# Shutdown doesn't work.....



## gizmo (May 31, 2009)

Hi,

i had a problem with freebsd, when i try to shutdown my system i use the following syntax: shutdown -p now.

The system goes down BUT it dont turns off. The system is still online with the message:

The system has halted
Press any key to reboot.

But i dont want this, i want to turn off my computer.

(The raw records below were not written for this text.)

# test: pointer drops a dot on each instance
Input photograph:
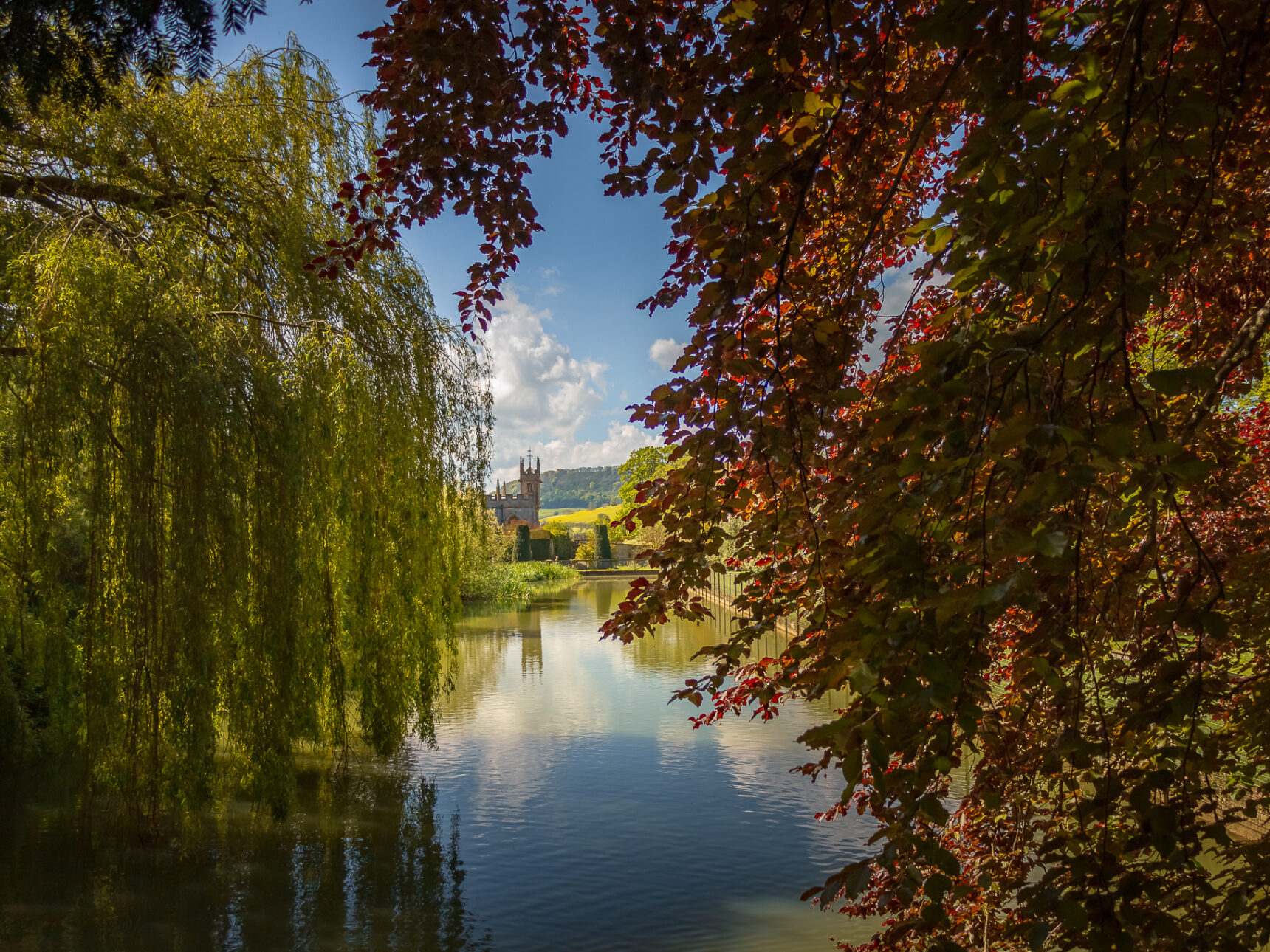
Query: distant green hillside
(586, 488)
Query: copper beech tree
(1030, 539)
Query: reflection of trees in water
(365, 866)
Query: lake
(566, 807)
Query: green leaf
(1052, 545)
(1180, 380)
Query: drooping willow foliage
(236, 498)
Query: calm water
(566, 807)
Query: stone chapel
(511, 508)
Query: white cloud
(544, 395)
(665, 352)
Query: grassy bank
(516, 583)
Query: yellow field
(586, 518)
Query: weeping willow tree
(236, 498)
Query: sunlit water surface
(566, 807)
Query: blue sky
(571, 349)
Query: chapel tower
(531, 481)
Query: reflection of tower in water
(529, 626)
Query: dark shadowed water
(566, 807)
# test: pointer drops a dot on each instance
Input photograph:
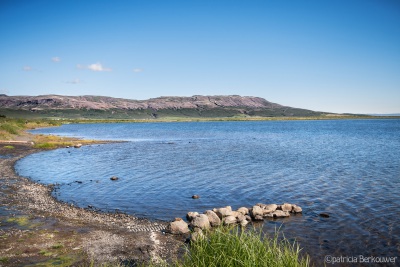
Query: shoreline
(105, 237)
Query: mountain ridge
(91, 106)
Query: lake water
(349, 169)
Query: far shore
(53, 231)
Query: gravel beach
(36, 228)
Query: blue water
(349, 169)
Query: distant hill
(102, 107)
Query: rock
(243, 210)
(196, 236)
(178, 227)
(213, 218)
(278, 214)
(190, 215)
(240, 218)
(235, 213)
(256, 211)
(258, 218)
(244, 223)
(223, 212)
(270, 208)
(201, 221)
(286, 207)
(228, 220)
(296, 209)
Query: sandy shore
(36, 228)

Hope somebody can help me.


----------



## Nokobon (May 31, 2009)

The -h-option only turns off the power if your hardware supports it.
See if ACPI is enabled in your BIOS.

When you can't find any ACPI options there, it may be that your system doesn't support it.
In this case you have to turm the power off manually with the power button of your mashine after halting you system by running

```
shutdown -h now
```


----------



## fender0107401 (May 31, 2009)

halt -p


----------



## donald1000 (Jun 1, 2009)

Hi!
On some new boards ACPI does not work with FreeBSD 7*. You may activate APM in you kernel, so you can use the old power management system. Add to following to your kernel config an recompile: 


```
device apm
```

Shutdown with halt -p (as fender0107401 said)


----------



## BuSerD (Jun 2, 2009)

I always use

```
shutdown -p now
```
and it never fails me.


----------



## tangram (Jun 3, 2009)

Nokobon said:
			
		

> The -h-option only turns off the power if your hardware supports it.
> See if ACPI is enabled in your BIOS.
> 
> When you can't find any ACPI options there, it may be that your system doesn't support it.
> ...



Exactly.

I have an old Celeron 266Mhz and its BIOS doesn't support ACPI so if I want to turn it off I have to manually hit the power boot after the system halts after a `# shutdown -h now`.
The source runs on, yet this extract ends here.